Super accurate biometric sensor scans… ears?

We're used to thinking about eyes and fingerprints getting scanned when a character in a movie goes into a high-tech facility. Well, what if they had their ears scanned, too? Turns out it's a pretty accurate way to tell people apart — like 99.6% accurate.

The research, being done at the University of Southampton in the U.K., involves a technique called image ray transforming that can pick out the tubular structure of the ear, isolate it from the rest of the head, and then pick out unique characteristics about it.

Of course, ears can be obstructed in all kinds of ways — the most common being by our hair. The team came up with an algorithm to deal with the likes of hair or the irregularities caused by wearing a pair of glasses, and in a test using 252 images enjoyed a 99.6% success rate.

According to Science 2.0, this isn't the first time ears have been used for biometric identification, and in fact there's a benefit to using them:

Professor Mark Nixon, one of the UK's earliest researchers in this field, first used ears as a viable biometric back in 1999. Back then, he said that ears have certain advantages over more established biometrics as they have a rich and stable structure that is preserved from birth to old age and instead of aging they just get bigger. The ear also does not suffer from changes in facial expression and it is firmly fixed in the middle of the side of the head against a predictable background, unlike face recognition which usually requires the face to be captured against a controlled background.

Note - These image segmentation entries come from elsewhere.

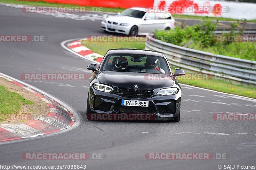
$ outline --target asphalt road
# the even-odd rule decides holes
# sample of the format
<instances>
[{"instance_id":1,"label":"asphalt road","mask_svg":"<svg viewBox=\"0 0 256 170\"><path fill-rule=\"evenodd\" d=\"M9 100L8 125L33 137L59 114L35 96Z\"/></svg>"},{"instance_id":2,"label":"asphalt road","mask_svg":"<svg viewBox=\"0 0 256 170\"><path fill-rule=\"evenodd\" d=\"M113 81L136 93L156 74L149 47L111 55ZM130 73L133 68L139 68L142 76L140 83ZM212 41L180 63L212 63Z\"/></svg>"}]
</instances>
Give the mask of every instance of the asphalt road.
<instances>
[{"instance_id":1,"label":"asphalt road","mask_svg":"<svg viewBox=\"0 0 256 170\"><path fill-rule=\"evenodd\" d=\"M86 68L91 62L66 51L60 44L105 34L100 30L100 22L24 13L20 8L0 5L0 34L47 38L44 42L0 42L0 72L19 80L25 73L90 74ZM256 113L256 100L182 85L180 123L90 121L85 118L88 81L26 82L73 107L83 120L76 128L63 133L0 144L0 165L85 164L87 169L95 170L214 170L218 165L256 165L255 122L212 118L215 113ZM27 160L21 156L24 153L52 152L105 156L86 160ZM145 154L152 152L222 153L227 159L146 159Z\"/></svg>"}]
</instances>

In fact, ears may not be the only tubular structure the image ray transform technique can handle, according to Alastair Cummings, a PhD student working on the project. "Feature recognition is one of the biggest challenges of computer vision," he said. "The ray transform technique may also be appropriate for use in gait biometrics, as legs act as tubular features that the transform is adept at extracting."

At some point a scanner will be able to know who you are in the blink of an eye just by looking at any part of you. Pretty scary, no?